Reddy’s body, which was flown from Delhi Thursday night, was taken in an ambulance to his native village Peddamangalarm. Police arrested scores of Telangana supporters who were on their way to the airport to receive his body.
JAC is also protesting the state’s attempts to curb the right of the employees to go on strike.
Educational institutions, shops and business establishments remained closed Friday.
The shutdown began on a violent note in the state capital here as protestors damaged about 20 buses on the outskirts early morning, forcing APSRTC authorities to suspend all the services.
Drivers and conductors of APSRTC buses coming here from Guntur were injured when protestors pelted stones in LB Nagar. Eight buses were damaged at Bowenpally in Secunderabad while a private vehicle was targeted at Jeedimetla, police said.
The incidents forced APSRTC to suspend all the services to and from here. City services were also suspended, causing severe inconvenience to commuters.

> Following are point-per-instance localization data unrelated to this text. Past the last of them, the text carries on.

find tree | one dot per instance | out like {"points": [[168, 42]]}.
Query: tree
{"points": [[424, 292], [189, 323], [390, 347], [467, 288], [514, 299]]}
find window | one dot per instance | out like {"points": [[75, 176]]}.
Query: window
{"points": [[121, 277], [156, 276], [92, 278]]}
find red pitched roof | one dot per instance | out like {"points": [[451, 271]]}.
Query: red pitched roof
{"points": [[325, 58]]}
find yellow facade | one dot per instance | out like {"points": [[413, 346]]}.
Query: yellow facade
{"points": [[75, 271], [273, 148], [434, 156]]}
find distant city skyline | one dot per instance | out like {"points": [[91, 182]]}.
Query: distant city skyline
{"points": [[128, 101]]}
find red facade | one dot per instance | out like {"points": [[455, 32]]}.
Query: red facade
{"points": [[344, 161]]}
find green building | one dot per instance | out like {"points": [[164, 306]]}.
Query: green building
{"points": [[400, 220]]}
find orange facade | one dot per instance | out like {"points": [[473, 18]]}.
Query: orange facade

Buses could not come out of depots as APSRTC employees also joined the strike and staged protests outside the depots along with activists of various political parties and students.
Mahatma Gandhi Bus Station here wore a deserted look. On a normal day, 3,500 buses are operated from the biggest bus station in the state.
Schools and colleges declared a holiday as a precautionary measure. Petrol bunks and shops were also closed.
This is the second shutdown in Telangana this month. The earlier two-day shutdown happened July 5-6.